Nel corso della sua intervista al New York Times Leclerc ha affrontato anche altri argomenti.
La lunga chiacchierata offerta al New York Times ha permesso a Charles Leclerc di spaziare tra vari argomenti, concentrandosi anche sulle motivazioni e le imprese che lo hanno portato ad essere “Il Predestinato”. Nel 2019, a seguito delle due vittorie consecutive tra Belgio e Monza, il classe ’97 è stato ribattezzato in questo modo, un soprannome che non crea problemi allo stesso Leclerc, anzi gli da la giusta motivazione per riportare a casa quel titolo che in Ferrari manca da troppo tempo.
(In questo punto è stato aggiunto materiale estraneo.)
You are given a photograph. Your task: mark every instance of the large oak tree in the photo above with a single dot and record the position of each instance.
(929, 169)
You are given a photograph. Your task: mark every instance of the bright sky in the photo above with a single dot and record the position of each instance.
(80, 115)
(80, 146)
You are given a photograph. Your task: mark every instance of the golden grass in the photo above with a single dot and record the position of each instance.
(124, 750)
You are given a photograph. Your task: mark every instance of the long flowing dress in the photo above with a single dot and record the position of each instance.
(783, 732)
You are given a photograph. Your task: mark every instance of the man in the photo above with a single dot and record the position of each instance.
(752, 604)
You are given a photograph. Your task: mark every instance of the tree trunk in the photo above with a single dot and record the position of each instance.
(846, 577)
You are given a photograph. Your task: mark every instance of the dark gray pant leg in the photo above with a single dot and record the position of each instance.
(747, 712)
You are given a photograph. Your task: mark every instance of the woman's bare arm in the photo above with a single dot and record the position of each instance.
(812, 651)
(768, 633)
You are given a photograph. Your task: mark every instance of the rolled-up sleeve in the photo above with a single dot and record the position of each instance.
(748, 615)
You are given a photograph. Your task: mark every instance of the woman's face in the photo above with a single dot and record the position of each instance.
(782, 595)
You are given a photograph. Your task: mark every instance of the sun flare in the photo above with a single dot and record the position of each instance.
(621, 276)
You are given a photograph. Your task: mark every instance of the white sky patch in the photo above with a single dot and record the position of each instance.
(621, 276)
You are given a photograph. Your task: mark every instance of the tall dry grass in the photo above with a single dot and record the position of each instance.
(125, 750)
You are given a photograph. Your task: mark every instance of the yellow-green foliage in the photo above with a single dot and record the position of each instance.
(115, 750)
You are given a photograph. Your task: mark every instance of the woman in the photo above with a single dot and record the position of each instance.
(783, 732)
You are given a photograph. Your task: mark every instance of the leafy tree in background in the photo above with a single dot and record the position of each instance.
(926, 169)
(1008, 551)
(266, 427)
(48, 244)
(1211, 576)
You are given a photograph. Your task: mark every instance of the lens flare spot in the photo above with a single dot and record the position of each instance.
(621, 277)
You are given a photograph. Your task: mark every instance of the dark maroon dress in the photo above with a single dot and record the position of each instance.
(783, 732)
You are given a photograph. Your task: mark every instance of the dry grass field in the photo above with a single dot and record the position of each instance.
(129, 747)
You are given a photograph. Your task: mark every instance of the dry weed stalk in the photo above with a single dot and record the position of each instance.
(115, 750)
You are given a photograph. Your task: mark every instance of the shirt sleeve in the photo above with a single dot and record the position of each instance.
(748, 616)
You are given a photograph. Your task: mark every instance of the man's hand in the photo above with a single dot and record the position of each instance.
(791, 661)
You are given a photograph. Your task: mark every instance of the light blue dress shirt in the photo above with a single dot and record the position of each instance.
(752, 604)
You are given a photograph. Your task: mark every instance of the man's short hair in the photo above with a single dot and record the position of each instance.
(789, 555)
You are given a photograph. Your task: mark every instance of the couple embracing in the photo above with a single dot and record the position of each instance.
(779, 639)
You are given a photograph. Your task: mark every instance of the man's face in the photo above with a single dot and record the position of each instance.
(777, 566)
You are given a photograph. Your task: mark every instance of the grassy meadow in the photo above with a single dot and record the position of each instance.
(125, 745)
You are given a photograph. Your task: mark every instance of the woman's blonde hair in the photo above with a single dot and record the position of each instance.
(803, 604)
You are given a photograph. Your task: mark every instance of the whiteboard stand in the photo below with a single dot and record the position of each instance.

Queste le sue parole a tal proposito: “Mi piace che la gente mi chiami così, ma non è che mi sveglio la mattina e dico: ‘Ah, sono il Predestinato’. Non ho quel tipo di pressione. A volte è bello sentirselo dire, ma non è un qualcosa che aggiunge pressione o mi fa sentire in modo diverso. Che mi si chiami così o no, il mio dovere e il mio obiettivo sono gli stessi, ovvero riportare la Ferrari al vertice e farò di tutto per riuscirci”.
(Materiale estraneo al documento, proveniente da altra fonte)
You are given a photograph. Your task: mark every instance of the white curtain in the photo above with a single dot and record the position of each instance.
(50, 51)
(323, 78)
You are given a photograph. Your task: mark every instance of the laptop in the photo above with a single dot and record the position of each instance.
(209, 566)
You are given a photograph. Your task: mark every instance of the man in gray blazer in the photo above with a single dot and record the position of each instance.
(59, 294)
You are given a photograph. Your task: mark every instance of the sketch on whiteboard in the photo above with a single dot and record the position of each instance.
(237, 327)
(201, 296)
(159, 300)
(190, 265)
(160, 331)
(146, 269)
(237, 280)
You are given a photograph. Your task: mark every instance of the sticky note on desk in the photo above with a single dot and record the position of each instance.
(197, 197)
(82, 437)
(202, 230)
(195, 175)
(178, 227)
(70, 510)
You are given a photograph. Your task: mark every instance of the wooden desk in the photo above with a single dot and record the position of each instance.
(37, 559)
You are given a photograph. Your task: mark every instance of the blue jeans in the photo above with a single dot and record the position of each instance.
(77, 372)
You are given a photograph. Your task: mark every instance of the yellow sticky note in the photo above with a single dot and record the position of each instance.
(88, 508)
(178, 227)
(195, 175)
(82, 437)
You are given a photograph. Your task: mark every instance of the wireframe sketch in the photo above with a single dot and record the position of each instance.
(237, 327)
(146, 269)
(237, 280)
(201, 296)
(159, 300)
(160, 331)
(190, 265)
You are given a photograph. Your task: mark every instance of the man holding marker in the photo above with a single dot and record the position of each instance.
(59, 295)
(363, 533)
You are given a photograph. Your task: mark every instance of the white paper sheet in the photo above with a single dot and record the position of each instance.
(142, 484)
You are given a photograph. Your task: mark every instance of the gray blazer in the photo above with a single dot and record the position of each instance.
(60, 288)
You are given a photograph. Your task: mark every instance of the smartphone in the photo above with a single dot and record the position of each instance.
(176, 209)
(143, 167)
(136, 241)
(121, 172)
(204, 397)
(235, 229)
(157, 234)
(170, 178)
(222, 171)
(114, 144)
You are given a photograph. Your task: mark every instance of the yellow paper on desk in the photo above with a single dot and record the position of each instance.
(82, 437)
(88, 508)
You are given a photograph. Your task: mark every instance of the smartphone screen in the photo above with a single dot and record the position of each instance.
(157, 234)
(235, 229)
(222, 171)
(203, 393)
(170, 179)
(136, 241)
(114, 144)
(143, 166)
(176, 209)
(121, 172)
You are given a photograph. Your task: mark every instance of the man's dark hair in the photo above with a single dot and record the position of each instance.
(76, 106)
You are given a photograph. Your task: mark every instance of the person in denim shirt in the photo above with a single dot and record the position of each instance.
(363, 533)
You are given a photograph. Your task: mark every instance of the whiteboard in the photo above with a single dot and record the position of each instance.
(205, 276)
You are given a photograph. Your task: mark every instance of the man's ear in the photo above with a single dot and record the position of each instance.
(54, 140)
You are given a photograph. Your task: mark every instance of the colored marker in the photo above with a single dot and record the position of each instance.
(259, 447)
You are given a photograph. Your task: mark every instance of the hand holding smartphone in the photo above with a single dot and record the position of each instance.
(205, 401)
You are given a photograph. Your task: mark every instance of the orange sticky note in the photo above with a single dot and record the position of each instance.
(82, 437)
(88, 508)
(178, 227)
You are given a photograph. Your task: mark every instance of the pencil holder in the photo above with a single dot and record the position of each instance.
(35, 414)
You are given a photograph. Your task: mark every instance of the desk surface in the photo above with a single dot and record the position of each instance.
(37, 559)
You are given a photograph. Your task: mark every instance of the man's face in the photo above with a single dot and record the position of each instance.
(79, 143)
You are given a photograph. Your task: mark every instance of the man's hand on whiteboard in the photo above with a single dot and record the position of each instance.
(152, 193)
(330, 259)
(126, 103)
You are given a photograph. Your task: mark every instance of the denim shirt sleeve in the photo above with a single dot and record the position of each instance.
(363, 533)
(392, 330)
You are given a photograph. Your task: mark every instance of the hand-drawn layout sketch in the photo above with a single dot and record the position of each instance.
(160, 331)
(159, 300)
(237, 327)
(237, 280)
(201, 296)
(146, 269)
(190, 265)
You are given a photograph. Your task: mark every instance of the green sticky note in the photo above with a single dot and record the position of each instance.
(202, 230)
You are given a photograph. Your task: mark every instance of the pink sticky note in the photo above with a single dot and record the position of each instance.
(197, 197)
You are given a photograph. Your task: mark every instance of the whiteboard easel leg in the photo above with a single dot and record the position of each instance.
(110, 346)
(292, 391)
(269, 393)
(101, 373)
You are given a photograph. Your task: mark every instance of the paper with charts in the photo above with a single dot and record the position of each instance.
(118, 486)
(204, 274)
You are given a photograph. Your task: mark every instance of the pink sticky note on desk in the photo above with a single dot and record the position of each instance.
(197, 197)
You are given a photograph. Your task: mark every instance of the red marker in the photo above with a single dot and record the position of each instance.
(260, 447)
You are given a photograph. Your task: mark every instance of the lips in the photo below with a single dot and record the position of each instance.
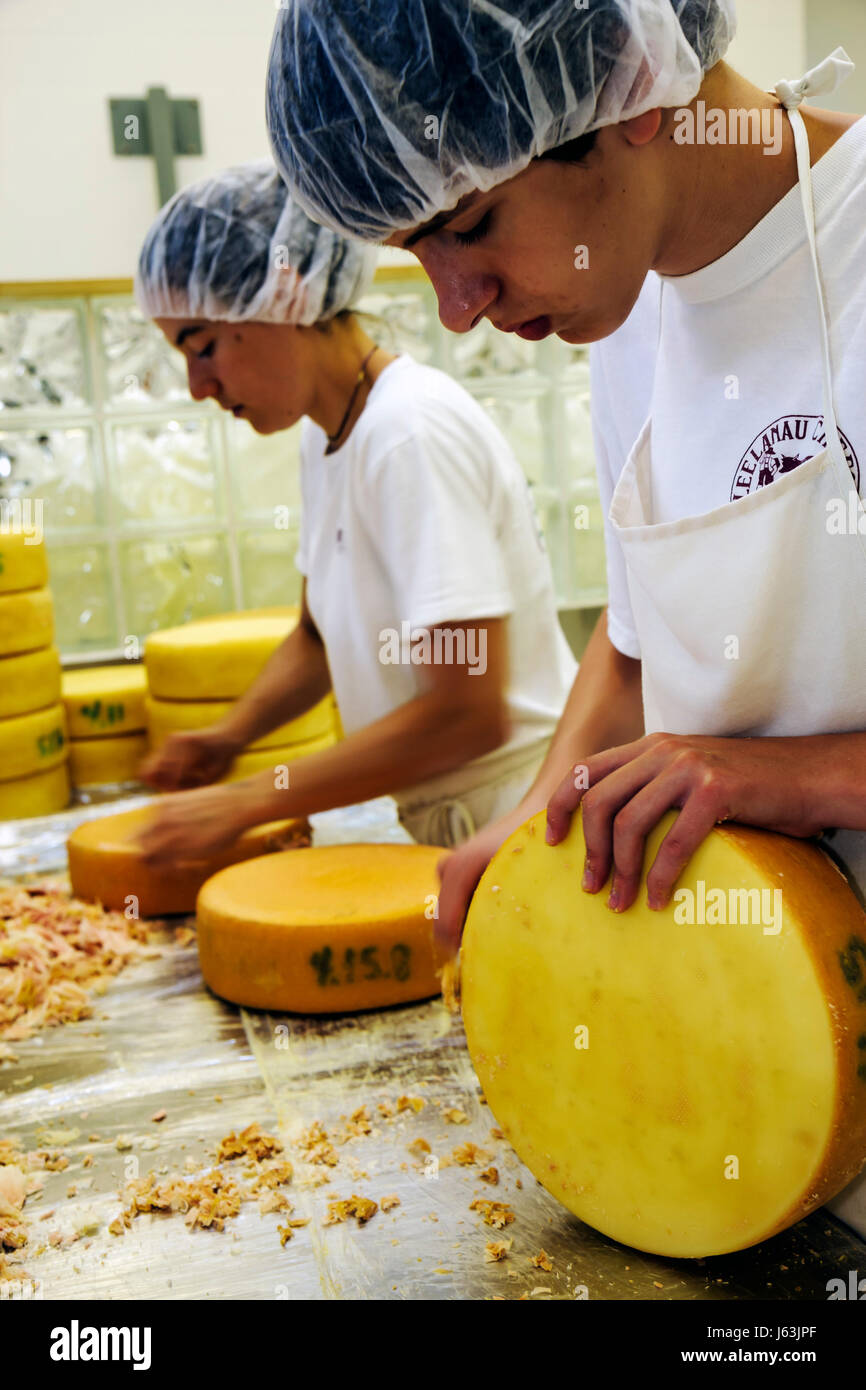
(534, 328)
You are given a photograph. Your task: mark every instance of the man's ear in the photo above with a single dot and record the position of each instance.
(644, 128)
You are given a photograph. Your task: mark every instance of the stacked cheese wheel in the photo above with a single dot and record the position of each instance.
(106, 717)
(196, 672)
(688, 1080)
(34, 772)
La motivazione più grande è quella di avere l’opportunità di riportare il titolo a Maranello dopo ben vent’anni, un’impresa che per ora appare molto difficile: “Quello che voglio davvero è non avere rimpianti. Voglio guardarmi indietro ed essere sicuro di aver fatto assolutamente tutto per provare a raggiungere questo obiettivo. Se ci riuscirò o meno questo non lo so, perché non posso controllare tutto. Ma so che almeno, per le cose che ho sotto controllo, cercherò di dare tutto. Mi piacerebbe vincere di più, ma ci stiamo lavorando. La motivazione è ancora altissima”.